— Эти слова остались у меня навсегда в памяти, — продолжала старая Дева. — В них столько правды. Мысль приходит нам вдруг. Мне иногда мысли кажутся детьми, не имеющими матерей и ищущими приюта в нашем мире.
— Недурная идея, — задумчиво проговорил поэт. — Мне они теперь будут мерещиться в сумерки в виде круглолицых фигурок, как бы сошедших с гобеленов, слабо светящихся в темнеющем воздухе!.. Откуда ты, нежная мысль, стучащаяся в моем мозгу? Из далекого леса, где мать-крестьянка напевает над колыбелью? Или ты мысль о любви и страстном томлении, рожденная где-нибудь под тропическим солнцем? Мысль о жизни и мысль о смерти, не зародились ли вы в мозгу какой-либо девушки-патрицианки, медленно прохаживающейся по волшебному саду? Или вы явились в свет в тусклой тяжелой атмосфере фабрики? Бедные, безымянные, бесприютные! В будущем я буду чувствовать себя чуть не филантропом, принимая их, усыновляя.
— Вы ведь еще не решили, кто вы, в сущности: джентльмен, которого мы приобретаем за шесть пенсов, без пересылки, или близкий нам, кого мы получаем даром? — напомнила ему светская дама. — Пожалуйста, не думайте, что я имею в виду какое-либо сравнение, но вопрос интересует меня с тех пор, как Джордж поступил в клуб богемы и взял за правило с субботы по понедельник поставлять сюда начинающих знаменитостей. Я, кажется, не отличаюсь узостью взглядов, но тут оказался один господин, которого мне пришлось держать под своим башмаком…

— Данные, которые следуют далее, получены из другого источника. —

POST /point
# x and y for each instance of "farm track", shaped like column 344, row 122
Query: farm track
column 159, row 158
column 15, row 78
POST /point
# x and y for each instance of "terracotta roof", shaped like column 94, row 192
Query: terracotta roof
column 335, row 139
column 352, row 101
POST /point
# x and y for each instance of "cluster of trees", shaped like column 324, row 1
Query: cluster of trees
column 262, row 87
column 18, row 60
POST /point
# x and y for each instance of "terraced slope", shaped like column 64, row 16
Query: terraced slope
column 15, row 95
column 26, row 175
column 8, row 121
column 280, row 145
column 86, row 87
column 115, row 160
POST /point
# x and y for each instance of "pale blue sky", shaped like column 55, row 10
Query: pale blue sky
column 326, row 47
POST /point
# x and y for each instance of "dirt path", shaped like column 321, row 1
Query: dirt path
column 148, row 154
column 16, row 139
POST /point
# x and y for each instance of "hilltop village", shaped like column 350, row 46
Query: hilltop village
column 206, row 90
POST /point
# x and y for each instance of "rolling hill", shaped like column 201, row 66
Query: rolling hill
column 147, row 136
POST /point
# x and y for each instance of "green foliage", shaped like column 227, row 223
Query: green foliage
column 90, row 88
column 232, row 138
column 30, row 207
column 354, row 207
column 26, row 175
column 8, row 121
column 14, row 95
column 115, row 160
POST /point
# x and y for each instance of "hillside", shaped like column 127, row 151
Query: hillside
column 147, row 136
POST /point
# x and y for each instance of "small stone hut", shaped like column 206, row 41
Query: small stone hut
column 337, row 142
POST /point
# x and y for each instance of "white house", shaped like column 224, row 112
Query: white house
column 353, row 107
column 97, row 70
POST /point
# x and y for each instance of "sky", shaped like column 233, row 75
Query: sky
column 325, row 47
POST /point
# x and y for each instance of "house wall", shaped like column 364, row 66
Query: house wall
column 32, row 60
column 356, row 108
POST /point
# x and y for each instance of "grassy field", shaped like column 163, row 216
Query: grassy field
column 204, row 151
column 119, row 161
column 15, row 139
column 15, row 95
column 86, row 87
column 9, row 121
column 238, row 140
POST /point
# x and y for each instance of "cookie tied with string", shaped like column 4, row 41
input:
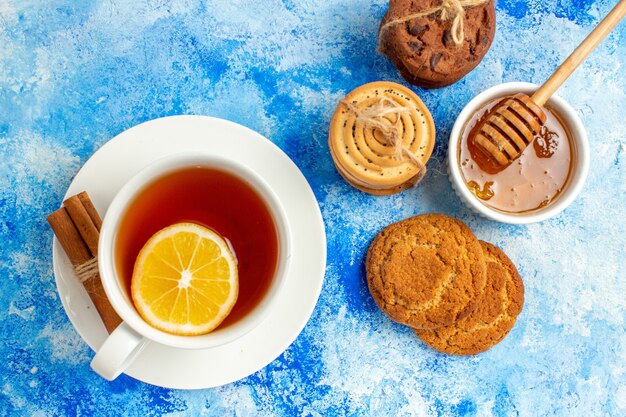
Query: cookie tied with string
column 381, row 137
column 434, row 43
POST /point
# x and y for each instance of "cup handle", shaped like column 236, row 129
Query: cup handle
column 118, row 352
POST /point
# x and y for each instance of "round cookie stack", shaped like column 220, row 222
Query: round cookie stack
column 381, row 136
column 434, row 43
column 460, row 295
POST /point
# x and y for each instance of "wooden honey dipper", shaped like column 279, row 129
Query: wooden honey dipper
column 516, row 121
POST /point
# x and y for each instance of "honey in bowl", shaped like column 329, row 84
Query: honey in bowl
column 217, row 200
column 530, row 182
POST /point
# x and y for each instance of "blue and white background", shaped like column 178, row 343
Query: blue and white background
column 73, row 74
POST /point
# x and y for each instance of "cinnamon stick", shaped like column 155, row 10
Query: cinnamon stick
column 75, row 227
column 69, row 237
column 93, row 213
column 84, row 223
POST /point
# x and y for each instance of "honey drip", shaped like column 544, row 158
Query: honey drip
column 530, row 182
column 485, row 193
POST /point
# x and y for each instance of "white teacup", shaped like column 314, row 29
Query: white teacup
column 122, row 346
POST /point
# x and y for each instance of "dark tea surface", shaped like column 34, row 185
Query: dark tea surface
column 215, row 199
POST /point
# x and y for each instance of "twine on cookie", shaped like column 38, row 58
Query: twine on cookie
column 448, row 9
column 87, row 270
column 374, row 117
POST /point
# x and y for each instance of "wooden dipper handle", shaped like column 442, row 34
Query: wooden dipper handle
column 580, row 53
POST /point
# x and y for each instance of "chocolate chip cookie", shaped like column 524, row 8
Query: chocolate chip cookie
column 424, row 48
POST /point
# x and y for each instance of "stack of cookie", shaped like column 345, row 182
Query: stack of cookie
column 381, row 137
column 460, row 295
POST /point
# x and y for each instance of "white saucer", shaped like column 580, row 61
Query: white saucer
column 118, row 160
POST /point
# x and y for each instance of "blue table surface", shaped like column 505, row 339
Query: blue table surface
column 73, row 74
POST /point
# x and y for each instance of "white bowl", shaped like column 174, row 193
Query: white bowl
column 580, row 148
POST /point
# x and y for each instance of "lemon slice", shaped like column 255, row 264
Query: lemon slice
column 185, row 280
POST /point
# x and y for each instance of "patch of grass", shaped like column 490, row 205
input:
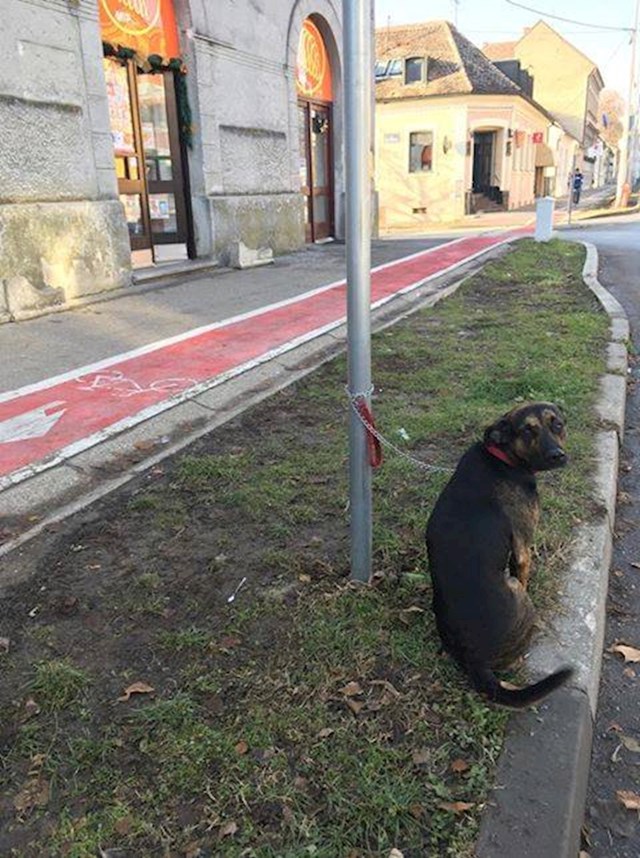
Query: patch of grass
column 58, row 685
column 185, row 639
column 311, row 717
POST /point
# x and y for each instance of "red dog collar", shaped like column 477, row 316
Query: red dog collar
column 500, row 454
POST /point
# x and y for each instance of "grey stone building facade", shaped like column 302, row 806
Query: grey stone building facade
column 98, row 169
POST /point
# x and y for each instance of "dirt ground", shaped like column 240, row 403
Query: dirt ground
column 187, row 670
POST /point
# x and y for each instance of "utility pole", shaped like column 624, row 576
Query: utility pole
column 570, row 199
column 358, row 80
column 628, row 139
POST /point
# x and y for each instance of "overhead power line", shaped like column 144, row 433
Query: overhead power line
column 570, row 20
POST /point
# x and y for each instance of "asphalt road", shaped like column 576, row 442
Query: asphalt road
column 610, row 830
column 58, row 342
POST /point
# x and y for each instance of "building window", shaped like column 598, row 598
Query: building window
column 414, row 70
column 382, row 67
column 421, row 152
column 388, row 68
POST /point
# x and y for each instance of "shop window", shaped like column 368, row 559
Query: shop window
column 414, row 69
column 421, row 152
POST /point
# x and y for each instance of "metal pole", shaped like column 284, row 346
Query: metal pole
column 570, row 201
column 626, row 147
column 358, row 77
column 633, row 101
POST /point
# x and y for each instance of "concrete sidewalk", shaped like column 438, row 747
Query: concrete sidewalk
column 50, row 464
column 537, row 807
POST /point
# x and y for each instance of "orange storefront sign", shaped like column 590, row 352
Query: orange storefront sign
column 147, row 26
column 313, row 71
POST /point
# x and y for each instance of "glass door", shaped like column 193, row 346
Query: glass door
column 144, row 128
column 321, row 171
column 316, row 169
column 163, row 166
column 127, row 151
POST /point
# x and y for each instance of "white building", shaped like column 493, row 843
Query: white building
column 141, row 131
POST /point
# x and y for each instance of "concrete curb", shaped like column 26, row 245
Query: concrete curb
column 537, row 807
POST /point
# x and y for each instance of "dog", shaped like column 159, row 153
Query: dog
column 479, row 537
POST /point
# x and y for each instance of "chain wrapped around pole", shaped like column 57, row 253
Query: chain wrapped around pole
column 359, row 404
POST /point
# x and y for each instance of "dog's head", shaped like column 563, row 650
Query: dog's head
column 532, row 435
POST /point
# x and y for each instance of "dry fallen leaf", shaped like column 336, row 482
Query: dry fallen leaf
column 351, row 689
column 34, row 793
column 630, row 800
column 631, row 744
column 629, row 653
column 325, row 732
column 31, row 708
column 420, row 757
column 123, row 825
column 136, row 688
column 229, row 829
column 456, row 806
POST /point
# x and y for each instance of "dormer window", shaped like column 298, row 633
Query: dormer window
column 388, row 68
column 414, row 69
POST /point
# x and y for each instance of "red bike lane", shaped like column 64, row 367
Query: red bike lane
column 56, row 418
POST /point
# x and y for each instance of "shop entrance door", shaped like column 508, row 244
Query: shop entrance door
column 149, row 164
column 316, row 169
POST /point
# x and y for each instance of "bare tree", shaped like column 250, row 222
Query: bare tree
column 611, row 110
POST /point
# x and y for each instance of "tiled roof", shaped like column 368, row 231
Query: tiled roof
column 455, row 65
column 499, row 50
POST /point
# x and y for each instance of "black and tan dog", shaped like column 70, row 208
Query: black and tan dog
column 479, row 539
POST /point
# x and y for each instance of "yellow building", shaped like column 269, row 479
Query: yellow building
column 454, row 135
column 565, row 82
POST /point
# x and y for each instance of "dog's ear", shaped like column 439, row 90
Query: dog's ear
column 499, row 433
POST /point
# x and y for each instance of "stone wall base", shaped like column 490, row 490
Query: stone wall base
column 269, row 220
column 51, row 253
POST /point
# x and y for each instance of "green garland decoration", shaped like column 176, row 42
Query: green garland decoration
column 153, row 64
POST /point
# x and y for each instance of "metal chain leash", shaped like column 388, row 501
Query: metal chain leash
column 353, row 398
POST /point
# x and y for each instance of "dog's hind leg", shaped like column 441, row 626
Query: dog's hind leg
column 520, row 561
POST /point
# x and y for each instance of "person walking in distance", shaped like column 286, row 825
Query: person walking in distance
column 576, row 185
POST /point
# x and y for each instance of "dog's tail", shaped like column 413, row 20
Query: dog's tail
column 486, row 682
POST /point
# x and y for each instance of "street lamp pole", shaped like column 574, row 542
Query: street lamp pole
column 358, row 78
column 627, row 141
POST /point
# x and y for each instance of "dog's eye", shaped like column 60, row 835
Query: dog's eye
column 528, row 432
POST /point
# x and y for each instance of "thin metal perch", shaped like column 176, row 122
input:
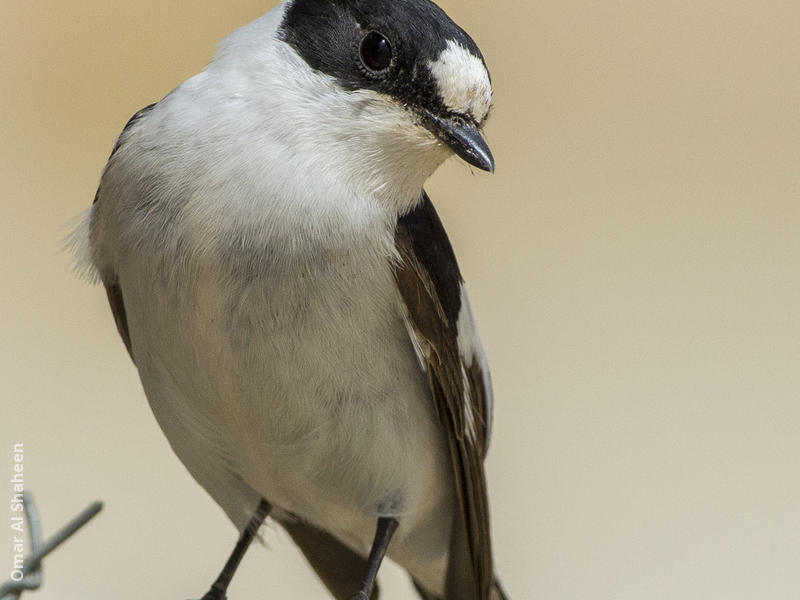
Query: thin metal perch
column 32, row 566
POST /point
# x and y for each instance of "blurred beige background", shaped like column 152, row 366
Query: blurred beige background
column 634, row 265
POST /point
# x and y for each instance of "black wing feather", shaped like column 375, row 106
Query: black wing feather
column 430, row 283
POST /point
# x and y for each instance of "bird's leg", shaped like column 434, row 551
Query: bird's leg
column 383, row 535
column 219, row 589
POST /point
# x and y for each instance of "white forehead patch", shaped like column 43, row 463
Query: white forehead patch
column 463, row 81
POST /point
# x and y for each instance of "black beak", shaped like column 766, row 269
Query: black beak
column 463, row 137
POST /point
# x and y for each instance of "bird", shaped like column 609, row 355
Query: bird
column 291, row 300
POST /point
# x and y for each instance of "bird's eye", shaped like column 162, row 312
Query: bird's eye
column 376, row 51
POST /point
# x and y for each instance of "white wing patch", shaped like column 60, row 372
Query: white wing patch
column 463, row 81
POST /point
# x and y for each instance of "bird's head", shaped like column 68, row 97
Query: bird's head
column 404, row 54
column 370, row 94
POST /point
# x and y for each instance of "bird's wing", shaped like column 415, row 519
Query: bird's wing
column 441, row 326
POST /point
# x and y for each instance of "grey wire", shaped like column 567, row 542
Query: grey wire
column 11, row 590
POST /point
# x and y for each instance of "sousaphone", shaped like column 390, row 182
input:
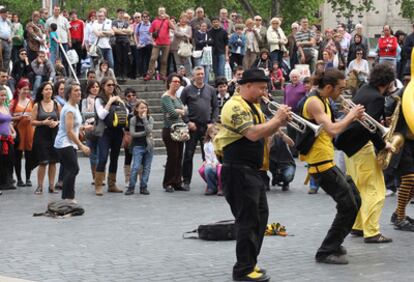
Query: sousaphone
column 408, row 98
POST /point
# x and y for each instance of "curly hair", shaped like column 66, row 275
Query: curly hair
column 382, row 75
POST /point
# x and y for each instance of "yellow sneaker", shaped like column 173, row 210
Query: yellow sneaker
column 259, row 269
column 253, row 276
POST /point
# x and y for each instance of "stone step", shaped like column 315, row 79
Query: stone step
column 140, row 81
column 152, row 102
column 150, row 94
column 139, row 88
column 158, row 124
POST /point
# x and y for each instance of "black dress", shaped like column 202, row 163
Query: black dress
column 44, row 138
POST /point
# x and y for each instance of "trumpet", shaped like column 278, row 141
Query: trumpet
column 298, row 123
column 370, row 123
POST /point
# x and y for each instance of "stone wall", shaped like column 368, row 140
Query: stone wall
column 373, row 22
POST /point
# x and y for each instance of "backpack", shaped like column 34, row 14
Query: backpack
column 62, row 208
column 117, row 116
column 219, row 231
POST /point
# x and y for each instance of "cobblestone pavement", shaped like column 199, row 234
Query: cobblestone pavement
column 139, row 238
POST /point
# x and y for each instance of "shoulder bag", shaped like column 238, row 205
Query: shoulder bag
column 155, row 34
column 179, row 132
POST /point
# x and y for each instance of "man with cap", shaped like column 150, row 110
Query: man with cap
column 242, row 146
column 5, row 38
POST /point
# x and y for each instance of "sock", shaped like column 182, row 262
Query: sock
column 405, row 193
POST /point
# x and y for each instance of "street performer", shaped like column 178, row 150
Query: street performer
column 320, row 156
column 241, row 143
column 402, row 163
column 359, row 144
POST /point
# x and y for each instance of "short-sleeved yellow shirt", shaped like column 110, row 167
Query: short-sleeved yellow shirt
column 236, row 117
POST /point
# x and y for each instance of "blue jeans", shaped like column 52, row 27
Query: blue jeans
column 93, row 156
column 314, row 183
column 210, row 173
column 108, row 56
column 218, row 64
column 54, row 54
column 197, row 62
column 110, row 141
column 276, row 56
column 140, row 157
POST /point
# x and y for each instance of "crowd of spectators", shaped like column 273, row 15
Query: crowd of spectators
column 36, row 83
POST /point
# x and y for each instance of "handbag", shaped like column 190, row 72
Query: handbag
column 155, row 34
column 219, row 231
column 197, row 54
column 185, row 49
column 179, row 132
column 207, row 57
column 17, row 137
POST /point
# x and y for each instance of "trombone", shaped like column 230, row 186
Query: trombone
column 298, row 123
column 370, row 123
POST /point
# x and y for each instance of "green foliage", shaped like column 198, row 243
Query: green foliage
column 348, row 8
column 23, row 8
column 289, row 10
column 407, row 8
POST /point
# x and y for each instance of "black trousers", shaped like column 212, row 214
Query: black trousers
column 144, row 56
column 172, row 173
column 6, row 168
column 128, row 157
column 345, row 193
column 134, row 63
column 190, row 147
column 69, row 162
column 245, row 192
column 77, row 46
column 18, row 156
column 122, row 51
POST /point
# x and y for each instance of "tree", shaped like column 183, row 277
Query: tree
column 406, row 9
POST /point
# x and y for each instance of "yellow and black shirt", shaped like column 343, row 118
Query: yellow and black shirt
column 322, row 149
column 237, row 116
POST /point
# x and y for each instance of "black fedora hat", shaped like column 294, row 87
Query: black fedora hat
column 253, row 75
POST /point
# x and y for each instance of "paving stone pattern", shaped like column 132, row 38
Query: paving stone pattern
column 139, row 238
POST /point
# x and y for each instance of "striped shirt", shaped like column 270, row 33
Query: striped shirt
column 301, row 36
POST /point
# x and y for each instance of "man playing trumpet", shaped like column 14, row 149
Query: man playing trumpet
column 241, row 144
column 320, row 158
column 360, row 144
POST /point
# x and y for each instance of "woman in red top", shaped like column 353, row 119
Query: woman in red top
column 387, row 46
column 276, row 77
column 21, row 110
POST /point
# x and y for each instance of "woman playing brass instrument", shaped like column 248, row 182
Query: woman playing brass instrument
column 402, row 163
column 359, row 144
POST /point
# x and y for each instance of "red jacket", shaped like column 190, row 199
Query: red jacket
column 76, row 30
column 387, row 46
column 163, row 31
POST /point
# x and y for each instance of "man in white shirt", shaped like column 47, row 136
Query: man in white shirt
column 5, row 39
column 102, row 28
column 62, row 31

— На что он, вероятно, не жаловался, — прервал я. — У светской женщины прелестнейшая из ножек.
— Она тяжелее, чем вы думаете, — ответила светская дама. — Джордж уверяет, что мне следовало бы обойтись с ним как с истинным поэтом. Но я не согласна с подобным взглядом. Я от всей души восхищаюсь им как поэтом. Я люблю томик его стихов. Он лежит в белом кожаном переплете у меня в гостиной и придает тон комнате. За книгу поэта я готова заплатить требуемые четыре шиллинга шесть пенсов; но самого его во плоти мне не нужно. Говоря мягко, сам он не стоит цены, которую дают за его стихи.
— Не особенно любезно с вашей стороны применять такую меру только к поэтам. Несколько лет тому назад один из моих приятелей женился на прелестнейшей женщине Нью-Йорка, а это уж много значит. Все поздравляли его, и, судя по наружности, он был сам доволен. Через два года мы встретились с ним в Женеве и поехали в Рим вместе. В продолжение дороги он и его жена едва обменялись несколькими словами, а перед прощаньем он был настолько мил, что дал мне совет, который кому-нибудь другому мог бы принести пользу. «Никогда не женитесь на прелестной женщине, — сказал он мне. — Не может быть ничего скучнее прелестной женщины… Когда ею не любуешься…»
— Мне кажется, мы должны смотреть на проповедника, как на собрата-артиста, — сказал философ. — Певец может быть мясистым толстяком, любителем пива, но голос его захватывает нашу душу. Проповедник поднимает высоко свое знамя чистоты. Он машет им над своею головой и над головами окружающих. Он не зовет с Господом: «Идите ко мне», но: «Идите со мной и спасетесь». Молитва «Прости им!» была молитвой не священника, но Бога. Молитва, предписанная ученикам, была: «Прости нас. Избави нас». Проповедник не мужественнее, не сильнее тех, кто толпится за ним, нуждаясь в руководителе; он только знает дорогу. И он может ослабеть и упасть на пути, но он один не имеет права бежать.
— С одной стороны, вполне понятно, — заметил поэт, — что те, кто дают больше всего другим, сами должны быть слабы. Профессиональный атлет служит, как мне кажется, вознаграждением за всеобщую слабость. На мой взгляд, прелестные, очаровательные люди, с которыми нам приходится встречаться в обществе, — люди, нечестно присвоившие себе дары, вверенные им природой на благо всех. Ваш добросовестный, работящий юморист в частной жизни — угрюмый пес. С другой стороны, нечестно пользующийся смехом крадет у света остроумие, данное ему для общественного пользования, и становится блестящим собеседником.
— Но, — обратился поэт ко мне, — вы начали говорить о некоем Лонгрёше, великом любителе разговоров.
— Любителе разглагольствовать, — поправил я.
— Моя кузина отметила его недавно в своем длинном списке приглашенных: «Лонгрёш». Нам необходимо пригласить Лонгрёша.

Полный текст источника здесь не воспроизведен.